Picked this one up on a whim while stuck in gridlock on I-35 south of Austin. Sixteen hours of driving ahead of me over the next two days, and I needed something substantial. Linda recommended it. She said, "It's historical fiction, James, just try it." I saw the description—pregnant American socialite, 1947, finding herself—and almost bailed. Sounds like a Hallmark movie, right?
I was wrong. Dead wrong.
Let me be clear: this isn't a romance. It's a war story. And a brutal one at that.
WWI Tradecraft Done Right
The book runs two timelines. One is 1947, featuring Charlie (the American socialite), and the other is 1915, featuring Eve Gardiner. Eve is where the money is. She gets recruited into the Alice Network—which, by the way, was a real spy ring in WWI. The author, Kate Quinn, clearly did her homework on the tradecraft. The training sequences, the encryption methods, the sheer terror of operating under the nose of the Germans in occupied France... it felt authentic.
(And you know how much I hate it when authors Hollywood-ize intelligence work. If I hear one more protagonist hack a mainframe in three seconds, I'm throwing my phone out the window.)
Eve isn't your typical heroine. In 1947, she's a drunk, bitter, armed-to-the-teeth recluse living in London. Honestly? I related to her more than I should admit. She's got the kind of PTSD I've seen in guys coming back from their fourth tour. The thousand-yard stare, the whiskey for breakfast, the Luger in the nightstand. Quinn doesn't shy away from the ugly side of service. The cost of doing business in war isn't just physical; it scraps your soul.
Saskia Maarleveld's Range
I hadn't listened to Saskia Maarleveld before. Looked her up at a rest stop near Waco because I was convinced this was a full-cast production. It's not. She just has an insane range.

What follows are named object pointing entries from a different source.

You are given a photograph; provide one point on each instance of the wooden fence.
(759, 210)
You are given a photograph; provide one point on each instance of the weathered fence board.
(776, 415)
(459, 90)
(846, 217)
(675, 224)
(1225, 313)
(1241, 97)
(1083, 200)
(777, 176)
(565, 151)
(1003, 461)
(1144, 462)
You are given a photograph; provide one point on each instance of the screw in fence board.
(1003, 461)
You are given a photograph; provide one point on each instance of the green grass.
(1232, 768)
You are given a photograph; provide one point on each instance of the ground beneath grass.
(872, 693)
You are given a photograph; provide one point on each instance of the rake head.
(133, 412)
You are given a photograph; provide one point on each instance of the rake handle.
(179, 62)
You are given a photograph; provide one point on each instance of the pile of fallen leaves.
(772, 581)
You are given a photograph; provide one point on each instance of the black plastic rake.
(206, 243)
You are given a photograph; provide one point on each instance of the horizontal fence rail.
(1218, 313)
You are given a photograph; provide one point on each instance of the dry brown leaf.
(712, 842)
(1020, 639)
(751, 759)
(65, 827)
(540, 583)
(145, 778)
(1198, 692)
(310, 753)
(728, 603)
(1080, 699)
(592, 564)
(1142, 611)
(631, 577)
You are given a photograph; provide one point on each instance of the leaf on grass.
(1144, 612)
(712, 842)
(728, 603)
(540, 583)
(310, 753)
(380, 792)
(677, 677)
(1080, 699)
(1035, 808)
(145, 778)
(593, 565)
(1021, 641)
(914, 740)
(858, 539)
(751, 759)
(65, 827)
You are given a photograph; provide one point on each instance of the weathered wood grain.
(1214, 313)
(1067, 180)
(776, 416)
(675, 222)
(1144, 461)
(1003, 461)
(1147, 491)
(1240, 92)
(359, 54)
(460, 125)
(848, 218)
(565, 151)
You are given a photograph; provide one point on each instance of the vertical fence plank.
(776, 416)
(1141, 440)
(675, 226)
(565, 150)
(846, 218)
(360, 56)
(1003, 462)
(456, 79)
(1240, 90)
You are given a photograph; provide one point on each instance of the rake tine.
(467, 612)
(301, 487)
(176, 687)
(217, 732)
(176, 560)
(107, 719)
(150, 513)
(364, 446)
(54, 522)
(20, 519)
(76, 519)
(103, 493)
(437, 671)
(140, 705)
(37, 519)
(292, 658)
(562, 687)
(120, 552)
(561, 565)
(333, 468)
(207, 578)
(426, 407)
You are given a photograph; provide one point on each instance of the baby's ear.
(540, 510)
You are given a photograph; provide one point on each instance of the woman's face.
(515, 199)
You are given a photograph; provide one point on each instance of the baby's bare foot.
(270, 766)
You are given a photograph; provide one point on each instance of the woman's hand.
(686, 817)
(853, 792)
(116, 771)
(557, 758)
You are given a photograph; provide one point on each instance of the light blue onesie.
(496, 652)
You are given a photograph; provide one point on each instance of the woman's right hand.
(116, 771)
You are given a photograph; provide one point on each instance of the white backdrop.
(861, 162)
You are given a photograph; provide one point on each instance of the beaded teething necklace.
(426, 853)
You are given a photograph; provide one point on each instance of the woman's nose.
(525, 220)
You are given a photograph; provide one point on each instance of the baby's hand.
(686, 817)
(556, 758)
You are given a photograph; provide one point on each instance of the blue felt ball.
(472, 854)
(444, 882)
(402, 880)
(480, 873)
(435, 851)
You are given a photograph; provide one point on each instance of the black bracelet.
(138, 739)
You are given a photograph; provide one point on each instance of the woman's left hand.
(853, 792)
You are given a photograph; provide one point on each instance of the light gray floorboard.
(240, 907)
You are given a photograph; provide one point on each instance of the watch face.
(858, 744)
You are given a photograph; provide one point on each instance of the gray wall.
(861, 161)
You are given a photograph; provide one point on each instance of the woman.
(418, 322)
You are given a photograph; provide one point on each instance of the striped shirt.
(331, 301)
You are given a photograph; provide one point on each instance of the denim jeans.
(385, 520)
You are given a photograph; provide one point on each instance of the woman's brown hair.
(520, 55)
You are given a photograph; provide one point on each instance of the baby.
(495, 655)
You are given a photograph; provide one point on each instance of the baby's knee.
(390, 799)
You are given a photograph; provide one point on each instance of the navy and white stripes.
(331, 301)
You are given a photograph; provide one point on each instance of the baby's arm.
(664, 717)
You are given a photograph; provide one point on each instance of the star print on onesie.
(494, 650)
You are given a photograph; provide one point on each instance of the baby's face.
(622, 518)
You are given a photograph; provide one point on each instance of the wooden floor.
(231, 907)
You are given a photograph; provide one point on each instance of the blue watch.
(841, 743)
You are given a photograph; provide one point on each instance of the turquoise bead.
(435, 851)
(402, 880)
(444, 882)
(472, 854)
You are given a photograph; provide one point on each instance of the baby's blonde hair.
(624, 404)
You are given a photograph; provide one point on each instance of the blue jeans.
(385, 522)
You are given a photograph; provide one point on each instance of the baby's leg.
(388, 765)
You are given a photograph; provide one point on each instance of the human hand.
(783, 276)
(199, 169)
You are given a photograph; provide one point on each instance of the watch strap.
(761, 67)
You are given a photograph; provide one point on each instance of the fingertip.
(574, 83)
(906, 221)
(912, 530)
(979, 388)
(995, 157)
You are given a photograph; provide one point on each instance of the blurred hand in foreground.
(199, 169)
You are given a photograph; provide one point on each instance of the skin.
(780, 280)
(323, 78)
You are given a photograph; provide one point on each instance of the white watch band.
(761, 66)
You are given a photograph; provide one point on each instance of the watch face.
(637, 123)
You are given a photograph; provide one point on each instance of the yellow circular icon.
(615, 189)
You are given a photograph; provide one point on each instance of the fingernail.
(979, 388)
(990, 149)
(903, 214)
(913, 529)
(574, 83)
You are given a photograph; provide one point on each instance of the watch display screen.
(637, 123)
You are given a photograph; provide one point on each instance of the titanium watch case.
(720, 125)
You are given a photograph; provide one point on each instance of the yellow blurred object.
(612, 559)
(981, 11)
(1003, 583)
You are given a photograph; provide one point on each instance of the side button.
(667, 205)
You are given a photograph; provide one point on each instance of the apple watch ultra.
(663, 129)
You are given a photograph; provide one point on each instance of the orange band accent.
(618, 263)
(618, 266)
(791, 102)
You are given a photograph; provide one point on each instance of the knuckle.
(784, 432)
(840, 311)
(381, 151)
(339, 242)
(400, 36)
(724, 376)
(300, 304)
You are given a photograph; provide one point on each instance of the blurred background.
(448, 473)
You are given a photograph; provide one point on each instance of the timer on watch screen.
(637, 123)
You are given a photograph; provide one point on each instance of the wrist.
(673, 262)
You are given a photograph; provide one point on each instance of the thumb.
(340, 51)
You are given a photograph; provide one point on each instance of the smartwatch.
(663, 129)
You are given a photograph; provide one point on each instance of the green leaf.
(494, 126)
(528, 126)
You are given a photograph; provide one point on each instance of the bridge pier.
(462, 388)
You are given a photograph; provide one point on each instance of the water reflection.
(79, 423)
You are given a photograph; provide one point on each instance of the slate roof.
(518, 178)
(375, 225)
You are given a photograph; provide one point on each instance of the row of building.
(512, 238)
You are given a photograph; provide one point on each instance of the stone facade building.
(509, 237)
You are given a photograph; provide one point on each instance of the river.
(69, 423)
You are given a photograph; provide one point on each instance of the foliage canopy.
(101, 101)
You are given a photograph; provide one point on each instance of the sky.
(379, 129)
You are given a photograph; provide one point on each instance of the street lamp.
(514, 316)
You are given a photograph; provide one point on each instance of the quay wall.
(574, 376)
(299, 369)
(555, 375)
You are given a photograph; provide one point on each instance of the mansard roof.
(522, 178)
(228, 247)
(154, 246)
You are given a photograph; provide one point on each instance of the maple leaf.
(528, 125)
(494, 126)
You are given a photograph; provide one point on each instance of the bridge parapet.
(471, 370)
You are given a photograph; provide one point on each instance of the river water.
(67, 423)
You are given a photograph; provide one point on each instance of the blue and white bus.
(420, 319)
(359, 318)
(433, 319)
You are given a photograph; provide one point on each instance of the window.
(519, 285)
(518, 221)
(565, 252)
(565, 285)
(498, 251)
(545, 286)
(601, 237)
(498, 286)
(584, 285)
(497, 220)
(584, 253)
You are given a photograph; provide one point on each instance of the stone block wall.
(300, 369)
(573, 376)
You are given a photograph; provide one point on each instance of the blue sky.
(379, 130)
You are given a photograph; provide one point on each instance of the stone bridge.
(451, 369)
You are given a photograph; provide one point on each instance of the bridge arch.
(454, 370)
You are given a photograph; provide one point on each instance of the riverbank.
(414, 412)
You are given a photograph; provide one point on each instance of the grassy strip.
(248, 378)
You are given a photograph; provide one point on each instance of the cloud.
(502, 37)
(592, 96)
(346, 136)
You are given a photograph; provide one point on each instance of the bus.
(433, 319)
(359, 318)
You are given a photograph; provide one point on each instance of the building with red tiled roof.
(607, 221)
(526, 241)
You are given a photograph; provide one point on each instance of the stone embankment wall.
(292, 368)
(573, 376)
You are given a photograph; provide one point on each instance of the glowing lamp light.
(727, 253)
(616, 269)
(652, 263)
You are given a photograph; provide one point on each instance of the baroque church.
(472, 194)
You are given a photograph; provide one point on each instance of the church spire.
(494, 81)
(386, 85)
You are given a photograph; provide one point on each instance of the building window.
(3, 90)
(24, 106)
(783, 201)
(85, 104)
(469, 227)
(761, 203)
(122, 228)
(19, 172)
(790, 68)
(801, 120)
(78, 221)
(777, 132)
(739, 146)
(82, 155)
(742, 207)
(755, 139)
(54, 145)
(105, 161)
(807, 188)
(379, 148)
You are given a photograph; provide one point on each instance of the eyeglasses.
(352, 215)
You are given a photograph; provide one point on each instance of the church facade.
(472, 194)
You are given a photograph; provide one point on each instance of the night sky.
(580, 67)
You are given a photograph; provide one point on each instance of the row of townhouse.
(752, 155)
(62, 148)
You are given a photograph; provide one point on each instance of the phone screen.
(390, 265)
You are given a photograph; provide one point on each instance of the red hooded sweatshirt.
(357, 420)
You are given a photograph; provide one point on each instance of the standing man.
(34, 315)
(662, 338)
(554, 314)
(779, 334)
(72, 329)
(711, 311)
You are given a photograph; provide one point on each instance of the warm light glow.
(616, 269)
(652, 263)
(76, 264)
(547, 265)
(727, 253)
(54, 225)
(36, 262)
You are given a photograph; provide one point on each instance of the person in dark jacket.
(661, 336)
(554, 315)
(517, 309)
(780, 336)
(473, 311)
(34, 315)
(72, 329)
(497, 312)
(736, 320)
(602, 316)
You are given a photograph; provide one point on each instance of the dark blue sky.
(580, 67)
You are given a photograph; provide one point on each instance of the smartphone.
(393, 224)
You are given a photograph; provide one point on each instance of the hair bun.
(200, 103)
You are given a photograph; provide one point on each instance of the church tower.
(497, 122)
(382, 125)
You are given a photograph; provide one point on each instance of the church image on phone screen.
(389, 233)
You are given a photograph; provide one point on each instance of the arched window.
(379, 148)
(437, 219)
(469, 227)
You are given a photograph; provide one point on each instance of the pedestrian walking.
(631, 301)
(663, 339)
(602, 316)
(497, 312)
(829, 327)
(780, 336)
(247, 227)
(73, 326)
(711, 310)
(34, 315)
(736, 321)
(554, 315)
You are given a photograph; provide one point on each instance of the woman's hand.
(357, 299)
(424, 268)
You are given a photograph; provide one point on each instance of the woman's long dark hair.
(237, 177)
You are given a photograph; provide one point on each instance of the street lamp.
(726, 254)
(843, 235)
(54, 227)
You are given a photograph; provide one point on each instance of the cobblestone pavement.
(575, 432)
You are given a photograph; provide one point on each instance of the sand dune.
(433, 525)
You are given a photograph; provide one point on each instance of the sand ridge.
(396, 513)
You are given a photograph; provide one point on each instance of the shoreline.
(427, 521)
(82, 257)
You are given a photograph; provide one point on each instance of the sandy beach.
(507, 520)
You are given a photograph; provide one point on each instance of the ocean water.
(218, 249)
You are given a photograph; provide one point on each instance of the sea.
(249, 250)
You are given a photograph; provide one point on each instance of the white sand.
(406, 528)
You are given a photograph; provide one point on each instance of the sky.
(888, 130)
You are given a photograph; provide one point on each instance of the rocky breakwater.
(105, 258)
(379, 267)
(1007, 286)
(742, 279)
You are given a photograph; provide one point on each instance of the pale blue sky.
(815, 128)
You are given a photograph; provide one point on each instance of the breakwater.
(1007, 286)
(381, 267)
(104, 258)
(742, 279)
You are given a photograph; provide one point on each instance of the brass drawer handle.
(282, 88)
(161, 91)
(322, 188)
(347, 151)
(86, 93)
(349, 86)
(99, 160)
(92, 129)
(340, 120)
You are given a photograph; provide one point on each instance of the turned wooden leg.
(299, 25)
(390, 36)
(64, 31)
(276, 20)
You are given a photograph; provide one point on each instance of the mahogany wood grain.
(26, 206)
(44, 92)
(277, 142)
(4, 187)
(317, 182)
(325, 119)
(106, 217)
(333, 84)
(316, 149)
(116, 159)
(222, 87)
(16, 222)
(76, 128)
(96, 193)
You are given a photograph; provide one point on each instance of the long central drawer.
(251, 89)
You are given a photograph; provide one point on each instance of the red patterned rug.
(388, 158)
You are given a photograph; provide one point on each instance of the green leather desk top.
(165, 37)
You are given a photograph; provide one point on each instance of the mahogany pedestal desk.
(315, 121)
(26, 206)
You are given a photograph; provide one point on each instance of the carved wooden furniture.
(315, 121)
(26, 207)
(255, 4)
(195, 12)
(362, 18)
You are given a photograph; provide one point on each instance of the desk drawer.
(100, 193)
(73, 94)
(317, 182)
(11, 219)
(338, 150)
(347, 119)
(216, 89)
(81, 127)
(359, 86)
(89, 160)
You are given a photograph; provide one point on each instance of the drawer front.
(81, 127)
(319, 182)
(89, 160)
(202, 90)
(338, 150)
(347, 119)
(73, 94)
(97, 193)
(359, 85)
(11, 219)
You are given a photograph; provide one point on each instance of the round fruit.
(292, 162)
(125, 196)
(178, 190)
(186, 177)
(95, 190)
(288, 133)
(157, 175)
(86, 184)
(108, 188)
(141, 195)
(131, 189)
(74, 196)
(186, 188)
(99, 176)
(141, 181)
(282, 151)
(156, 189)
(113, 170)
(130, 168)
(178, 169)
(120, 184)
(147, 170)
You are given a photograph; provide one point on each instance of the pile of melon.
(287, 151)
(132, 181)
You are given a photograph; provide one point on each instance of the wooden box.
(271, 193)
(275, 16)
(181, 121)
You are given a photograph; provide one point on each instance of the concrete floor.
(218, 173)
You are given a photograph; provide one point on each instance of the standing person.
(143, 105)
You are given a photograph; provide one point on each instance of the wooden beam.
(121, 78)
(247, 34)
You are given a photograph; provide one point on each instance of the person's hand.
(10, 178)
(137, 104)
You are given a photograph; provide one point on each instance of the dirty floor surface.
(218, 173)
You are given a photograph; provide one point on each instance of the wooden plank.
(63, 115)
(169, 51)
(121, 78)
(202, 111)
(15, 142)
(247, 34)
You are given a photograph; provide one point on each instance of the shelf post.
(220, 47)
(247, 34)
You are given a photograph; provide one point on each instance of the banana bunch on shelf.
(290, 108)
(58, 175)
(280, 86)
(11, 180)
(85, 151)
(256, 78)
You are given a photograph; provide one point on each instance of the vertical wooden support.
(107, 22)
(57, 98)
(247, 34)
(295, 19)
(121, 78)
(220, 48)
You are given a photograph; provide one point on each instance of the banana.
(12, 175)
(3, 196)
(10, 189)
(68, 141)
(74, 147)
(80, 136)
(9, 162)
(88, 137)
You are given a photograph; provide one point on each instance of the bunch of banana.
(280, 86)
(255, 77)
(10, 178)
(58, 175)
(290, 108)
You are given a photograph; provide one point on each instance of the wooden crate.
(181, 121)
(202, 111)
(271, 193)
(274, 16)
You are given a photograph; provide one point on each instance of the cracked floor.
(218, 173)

Here's the challenge she faced: a naive American girl, a terrified young British woman in 1915, a gravel-voiced, whiskey-soaked alcoholic in 1947, plus French accents and German officers. Mess up the accents in a book like this, and it turns into a cartoon.
She nailed it.
Her "Old Eve" voice is fantastic—raspy, tired, dripping with sarcasm. You can practically hear the ice clinking in the glass. The switch between accents is smooth, no awkward pauses where you can hear the narrator resetting their mouth. At 1.25x speed, she kept the tension tight. There are scenes involving interrogation and torture (fair warning: it gets graphic) where her delivery actually made me uncomfortable. In a good way. It felt dangerous.
The Mission Debrief
The 1947 timeline with Charlie... it drags a little at the start. Charlie is young and makes some stupid decisions that had me yelling at the dashboard. But she's the vehicle to get us to Eve, so I tolerated it. And to be fair, by the time they're tearing through France in a beat-up car hunting down a war criminal, Charlie earns her stripes.
The dynamic between the two women—the old, hardened spy and the young, hopeful civilian—reminded me of breaking in new lieutenants. Painful at first, but necessary.
This book is heavy. It deals with collaborators, sexual violence, and the fact that sometimes the bad guys get away with it for a long time. It's not a "feel-good" listen. I Found You tackles some similarly dark territory, though it doesn't hit quite as hard. But it's a "feel-real" listen.
Ranger was in the back seat for the last three hours of this, and even he perked up during the climax. (Or maybe he just wanted a treat. Hard to tell.)
Who should grab this: Anyone who likes history that doesn't pull punches and wants to know about the women who paved the way for modern intelligence operations. Who should skip: If you need a light, uplifting listen, this ain't it. And maybe don't play the torture scenes while you're eating lunch.